Haftar, 'disposto' a ir a conferência de paz sobre Líbia, com presença de rival

Fotograma de vídeo obtido na página de Facebook das forças do marechal Khalifa Haftar, em que aparece Haftar (D) recebendo ministro alemão das Relações Exteriores, Heiko Maas, em Bengasi, na Líbia, em 16 de janeiro de 2020

O líder do Governo de Acordo Nacional da Líbia confirmou nesta quinta-feira (16) que participará de uma conferência internacional em Berlim para lançar um processo de paz, e seu rival do leste, o marechal rebelde Khalifa Haftar, se declarou disposto, "a princípio", a comparecer.

Tanto o chefe do Governo de Acordo Nacional líbio (GNA), baseado em Trípoli (oeste), Fayez al Sarraj, como o marechal Khalifa Haftar, homem forte do leste, informaram sobre suas posições, enquanto se realizou um cessar-fogo no domingo que vem sendo respeitado pelas partes.

Temendo uma internacionalização do conflito na Líbia e que haja um aumento nas chegadas de migrantes, os europeus redobraram os esforços para solucionar a situação no país, principalmente com a organização de uma conferência em Berlim sob os auspícios da ONU.

Na capital líbia, Trípoli, Fayez al Sarraj confirmou na quinta-feira, por meio de sua assessoria de imprensa, que irá à conferência.

Em Bengasi (leste), seu rival, o marechal Haftar, recebeu o ministro alemão das Relações Exteriores, Heiko Maas.

Haftar "concordou em respeitar o cessar-fogo em curso" e "deixou claro que deseja contribuir para o sucesso da conferência líbia em Berlim e, em princípio, está disposto a participar dela", twittou o ministro alemão depois de encontrá-lo.

O marechal Haftar, que controla uma parte importante dos recursos energéticos da Líbia, deixou Moscou no domingo sem assinar o acordo de cessar fogo, após reuniões promovidas por Rússia e Turquia, que apoiam Haftar e Al Sarraj respectivamente.

Al Sarraj assinou o acordo em Moscou, mas não se reuniu diretamente com Haftar em momento algum.

Antes dessa conferência em Berlim, Haftar viajou nesta quinta-feira a Atenas para se reunir com o presidente e o primeiro-ministro gregos, que o apoiam.

- Impedir as ingerências -

Vários países serão representados em Berlim, incluindo Rússia, Turquia, Estados Unidos, China, Itália e França.

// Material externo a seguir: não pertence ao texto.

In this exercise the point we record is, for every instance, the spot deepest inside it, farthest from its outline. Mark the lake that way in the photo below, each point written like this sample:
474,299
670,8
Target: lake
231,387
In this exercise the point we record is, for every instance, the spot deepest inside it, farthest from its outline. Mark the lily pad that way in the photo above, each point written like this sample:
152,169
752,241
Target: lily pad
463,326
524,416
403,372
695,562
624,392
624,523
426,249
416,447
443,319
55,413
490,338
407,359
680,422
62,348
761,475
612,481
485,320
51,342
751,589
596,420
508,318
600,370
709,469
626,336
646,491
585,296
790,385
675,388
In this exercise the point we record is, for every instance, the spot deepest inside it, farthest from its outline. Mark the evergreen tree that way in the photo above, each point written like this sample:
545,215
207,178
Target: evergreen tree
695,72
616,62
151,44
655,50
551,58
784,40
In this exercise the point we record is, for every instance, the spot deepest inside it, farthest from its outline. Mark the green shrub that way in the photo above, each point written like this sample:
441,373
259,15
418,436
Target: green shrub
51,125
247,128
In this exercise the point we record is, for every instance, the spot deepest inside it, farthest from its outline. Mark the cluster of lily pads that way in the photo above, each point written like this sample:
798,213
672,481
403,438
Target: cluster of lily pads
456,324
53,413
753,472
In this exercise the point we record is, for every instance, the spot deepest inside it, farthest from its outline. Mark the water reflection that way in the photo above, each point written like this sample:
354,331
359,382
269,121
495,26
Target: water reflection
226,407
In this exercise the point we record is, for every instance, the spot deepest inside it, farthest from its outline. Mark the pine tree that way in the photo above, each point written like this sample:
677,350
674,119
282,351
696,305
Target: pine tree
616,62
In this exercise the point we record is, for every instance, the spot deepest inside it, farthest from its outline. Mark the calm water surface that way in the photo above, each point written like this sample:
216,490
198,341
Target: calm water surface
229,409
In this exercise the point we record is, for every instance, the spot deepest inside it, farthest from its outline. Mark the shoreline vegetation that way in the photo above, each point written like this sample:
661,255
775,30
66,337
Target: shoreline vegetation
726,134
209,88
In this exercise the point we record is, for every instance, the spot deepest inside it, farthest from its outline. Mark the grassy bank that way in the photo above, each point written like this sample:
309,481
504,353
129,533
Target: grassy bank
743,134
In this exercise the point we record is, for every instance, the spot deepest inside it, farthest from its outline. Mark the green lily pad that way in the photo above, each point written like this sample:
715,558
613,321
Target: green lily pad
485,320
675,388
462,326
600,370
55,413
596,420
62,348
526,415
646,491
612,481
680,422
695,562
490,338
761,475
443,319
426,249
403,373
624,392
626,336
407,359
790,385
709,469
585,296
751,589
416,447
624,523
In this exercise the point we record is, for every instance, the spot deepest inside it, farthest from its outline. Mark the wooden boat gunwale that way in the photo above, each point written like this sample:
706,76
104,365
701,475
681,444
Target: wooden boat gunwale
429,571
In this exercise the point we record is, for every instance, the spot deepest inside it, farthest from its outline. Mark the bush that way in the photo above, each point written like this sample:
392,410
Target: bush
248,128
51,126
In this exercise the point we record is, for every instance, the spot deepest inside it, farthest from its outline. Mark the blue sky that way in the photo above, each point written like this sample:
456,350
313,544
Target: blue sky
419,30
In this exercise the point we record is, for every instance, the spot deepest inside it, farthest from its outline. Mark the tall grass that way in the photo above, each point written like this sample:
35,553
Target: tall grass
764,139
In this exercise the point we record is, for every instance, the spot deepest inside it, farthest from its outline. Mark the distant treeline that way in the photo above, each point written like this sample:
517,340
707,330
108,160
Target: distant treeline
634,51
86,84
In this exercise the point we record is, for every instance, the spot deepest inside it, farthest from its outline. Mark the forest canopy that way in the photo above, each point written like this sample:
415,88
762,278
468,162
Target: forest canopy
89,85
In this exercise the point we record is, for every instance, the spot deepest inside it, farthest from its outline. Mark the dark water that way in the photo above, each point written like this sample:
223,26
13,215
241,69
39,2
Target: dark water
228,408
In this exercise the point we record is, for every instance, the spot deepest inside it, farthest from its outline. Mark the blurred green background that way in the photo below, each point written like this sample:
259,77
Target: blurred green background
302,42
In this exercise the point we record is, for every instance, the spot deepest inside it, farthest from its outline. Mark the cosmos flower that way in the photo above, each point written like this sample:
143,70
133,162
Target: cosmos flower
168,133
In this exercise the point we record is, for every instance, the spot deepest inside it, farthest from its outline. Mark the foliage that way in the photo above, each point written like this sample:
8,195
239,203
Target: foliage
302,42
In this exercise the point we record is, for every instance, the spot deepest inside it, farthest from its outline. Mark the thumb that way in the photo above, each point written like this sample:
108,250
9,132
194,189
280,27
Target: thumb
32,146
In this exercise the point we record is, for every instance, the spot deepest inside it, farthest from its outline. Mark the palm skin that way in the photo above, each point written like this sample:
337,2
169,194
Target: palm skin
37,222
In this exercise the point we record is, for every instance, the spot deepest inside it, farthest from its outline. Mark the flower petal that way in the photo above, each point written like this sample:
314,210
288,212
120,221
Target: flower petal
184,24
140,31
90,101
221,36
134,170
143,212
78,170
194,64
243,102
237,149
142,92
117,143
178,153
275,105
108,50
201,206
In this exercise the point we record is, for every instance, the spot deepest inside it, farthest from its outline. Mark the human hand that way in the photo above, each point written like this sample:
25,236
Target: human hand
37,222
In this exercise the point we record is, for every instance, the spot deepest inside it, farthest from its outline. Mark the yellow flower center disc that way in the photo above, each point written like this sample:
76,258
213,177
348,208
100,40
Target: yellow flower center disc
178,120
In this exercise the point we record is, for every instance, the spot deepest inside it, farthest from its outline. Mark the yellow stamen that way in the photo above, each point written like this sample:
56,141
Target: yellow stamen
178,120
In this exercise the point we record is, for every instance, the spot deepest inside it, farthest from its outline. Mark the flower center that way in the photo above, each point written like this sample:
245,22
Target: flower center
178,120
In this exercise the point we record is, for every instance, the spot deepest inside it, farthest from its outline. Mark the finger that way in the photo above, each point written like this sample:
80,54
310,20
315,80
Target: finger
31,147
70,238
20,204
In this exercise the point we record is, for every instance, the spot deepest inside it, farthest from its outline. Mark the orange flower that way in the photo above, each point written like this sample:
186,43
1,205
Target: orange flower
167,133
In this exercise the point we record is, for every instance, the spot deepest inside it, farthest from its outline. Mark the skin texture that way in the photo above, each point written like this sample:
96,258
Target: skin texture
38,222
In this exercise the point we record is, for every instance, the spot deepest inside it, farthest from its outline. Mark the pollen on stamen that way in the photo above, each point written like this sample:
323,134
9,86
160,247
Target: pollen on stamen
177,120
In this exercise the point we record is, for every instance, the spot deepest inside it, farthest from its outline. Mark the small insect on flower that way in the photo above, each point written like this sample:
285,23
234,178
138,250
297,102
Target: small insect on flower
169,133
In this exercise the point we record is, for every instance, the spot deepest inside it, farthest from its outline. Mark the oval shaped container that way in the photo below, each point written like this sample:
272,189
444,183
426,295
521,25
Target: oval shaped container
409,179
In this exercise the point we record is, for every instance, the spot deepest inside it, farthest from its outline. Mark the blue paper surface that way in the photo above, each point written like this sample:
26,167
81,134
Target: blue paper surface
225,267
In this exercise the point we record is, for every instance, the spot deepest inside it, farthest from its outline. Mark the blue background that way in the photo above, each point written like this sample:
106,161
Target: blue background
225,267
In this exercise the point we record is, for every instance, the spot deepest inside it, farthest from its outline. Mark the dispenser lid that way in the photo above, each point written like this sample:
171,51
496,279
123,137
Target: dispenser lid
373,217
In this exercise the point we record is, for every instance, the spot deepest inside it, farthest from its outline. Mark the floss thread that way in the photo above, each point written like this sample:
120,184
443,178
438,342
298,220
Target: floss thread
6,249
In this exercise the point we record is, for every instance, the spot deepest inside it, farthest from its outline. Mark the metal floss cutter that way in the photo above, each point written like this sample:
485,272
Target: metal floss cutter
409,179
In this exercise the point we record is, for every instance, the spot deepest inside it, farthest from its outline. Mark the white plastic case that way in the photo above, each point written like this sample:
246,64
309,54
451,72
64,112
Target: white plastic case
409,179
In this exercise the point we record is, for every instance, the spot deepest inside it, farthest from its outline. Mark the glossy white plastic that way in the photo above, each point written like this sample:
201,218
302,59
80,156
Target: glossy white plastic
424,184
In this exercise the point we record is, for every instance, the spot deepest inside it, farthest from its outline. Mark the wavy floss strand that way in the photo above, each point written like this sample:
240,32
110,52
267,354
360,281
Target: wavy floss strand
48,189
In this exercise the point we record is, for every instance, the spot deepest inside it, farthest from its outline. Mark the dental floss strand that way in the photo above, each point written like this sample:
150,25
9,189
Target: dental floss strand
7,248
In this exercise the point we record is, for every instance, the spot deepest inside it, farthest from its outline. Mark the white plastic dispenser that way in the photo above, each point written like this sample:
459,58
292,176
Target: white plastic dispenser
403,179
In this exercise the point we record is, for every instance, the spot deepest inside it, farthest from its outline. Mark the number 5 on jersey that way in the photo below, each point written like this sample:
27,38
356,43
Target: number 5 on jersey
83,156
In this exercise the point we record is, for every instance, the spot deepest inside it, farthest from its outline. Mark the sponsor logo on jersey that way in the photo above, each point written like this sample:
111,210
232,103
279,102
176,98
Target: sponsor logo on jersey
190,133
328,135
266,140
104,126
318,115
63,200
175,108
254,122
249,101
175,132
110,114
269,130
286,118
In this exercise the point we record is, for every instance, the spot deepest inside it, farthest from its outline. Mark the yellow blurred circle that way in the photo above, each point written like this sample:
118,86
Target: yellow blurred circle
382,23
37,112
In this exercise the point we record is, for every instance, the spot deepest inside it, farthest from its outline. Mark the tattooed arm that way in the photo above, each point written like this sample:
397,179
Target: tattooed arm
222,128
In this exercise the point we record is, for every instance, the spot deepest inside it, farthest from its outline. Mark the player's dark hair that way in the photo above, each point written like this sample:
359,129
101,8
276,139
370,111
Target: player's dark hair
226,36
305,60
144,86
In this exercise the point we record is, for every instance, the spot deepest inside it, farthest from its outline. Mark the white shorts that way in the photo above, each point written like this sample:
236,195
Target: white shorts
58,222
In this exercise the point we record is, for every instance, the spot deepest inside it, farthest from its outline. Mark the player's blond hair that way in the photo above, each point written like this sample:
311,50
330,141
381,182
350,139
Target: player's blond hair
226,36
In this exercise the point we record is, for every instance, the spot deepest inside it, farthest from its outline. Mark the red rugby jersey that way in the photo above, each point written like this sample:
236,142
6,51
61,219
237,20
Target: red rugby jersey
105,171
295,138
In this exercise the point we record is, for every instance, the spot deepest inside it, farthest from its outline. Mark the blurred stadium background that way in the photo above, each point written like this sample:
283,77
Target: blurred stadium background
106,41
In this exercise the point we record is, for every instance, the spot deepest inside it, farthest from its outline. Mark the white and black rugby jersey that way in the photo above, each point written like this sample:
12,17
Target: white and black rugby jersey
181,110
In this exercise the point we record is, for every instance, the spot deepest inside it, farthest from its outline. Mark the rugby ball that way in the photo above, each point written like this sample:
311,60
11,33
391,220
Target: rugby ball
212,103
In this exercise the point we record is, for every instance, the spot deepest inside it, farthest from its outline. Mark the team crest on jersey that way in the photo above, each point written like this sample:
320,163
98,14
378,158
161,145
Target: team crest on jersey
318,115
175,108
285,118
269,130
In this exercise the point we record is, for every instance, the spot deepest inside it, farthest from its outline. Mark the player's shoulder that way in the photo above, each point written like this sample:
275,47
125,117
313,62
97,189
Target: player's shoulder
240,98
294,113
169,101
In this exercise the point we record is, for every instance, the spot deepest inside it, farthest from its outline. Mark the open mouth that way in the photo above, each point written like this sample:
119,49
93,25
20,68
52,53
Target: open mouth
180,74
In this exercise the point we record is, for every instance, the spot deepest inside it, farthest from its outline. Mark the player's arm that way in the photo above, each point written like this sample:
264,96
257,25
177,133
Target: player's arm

O objetivo principal da conferência consiste em consolidar a trégua sobre o terreno e, sobretudo, impedir ingerências estrangeiras na Líbia, especialmente por meio de apoio militar. Nesse sentido, se proporá um embargo às armas, segundo Berlim.

A Líbia, que conta com as reservas de petróleo mais importantes da África, está imersa em violência e disputas pelo poder desde a queda do regime de Muamar Kadhafi em 2011, depois de uma revolta popular e uma intervenção militar dirigida por França, Reino Unido e Estados Unidos.

Em abril de 2019, as forças pró-Haftar lançaram uma ofensiva para conquistar Trípoli. Mais de 280 civis morreram desde então, assim como mais de 2.000 combatentes, segundo a ONU. Cerca de 146.000 pessoas tiveram que fugir dos combates.

O cessar-fogo é relativamente respeitado apesar de ambos os lados se acusarem mutuamente de violá-lo.

Na terça-feira, o chefe da diplomacia da União Europeia, Josep Borrell, denunciou "a implicação militar" de Moscou a Ancara na Líbia e comparou esse conflito ao da Síria.

"Dizemos que não há solução militar para o conflito. Mas isso já dissemos para a guerra síria. E o que assistimos na Síria? A uma solução militar. A mesma situação poderá ser reproduzida na Líbia", advertiu.

Ancara mobilizou militares em janeiro para apoiar o governo reconhecido (GNA) de Fayez al Sarraj, enquanto que a Rússia, apesar de suas negativas, é suspeita de apoiar as tropas do marechal Haftar com o fornecimento de armas e a chegada de mercenários.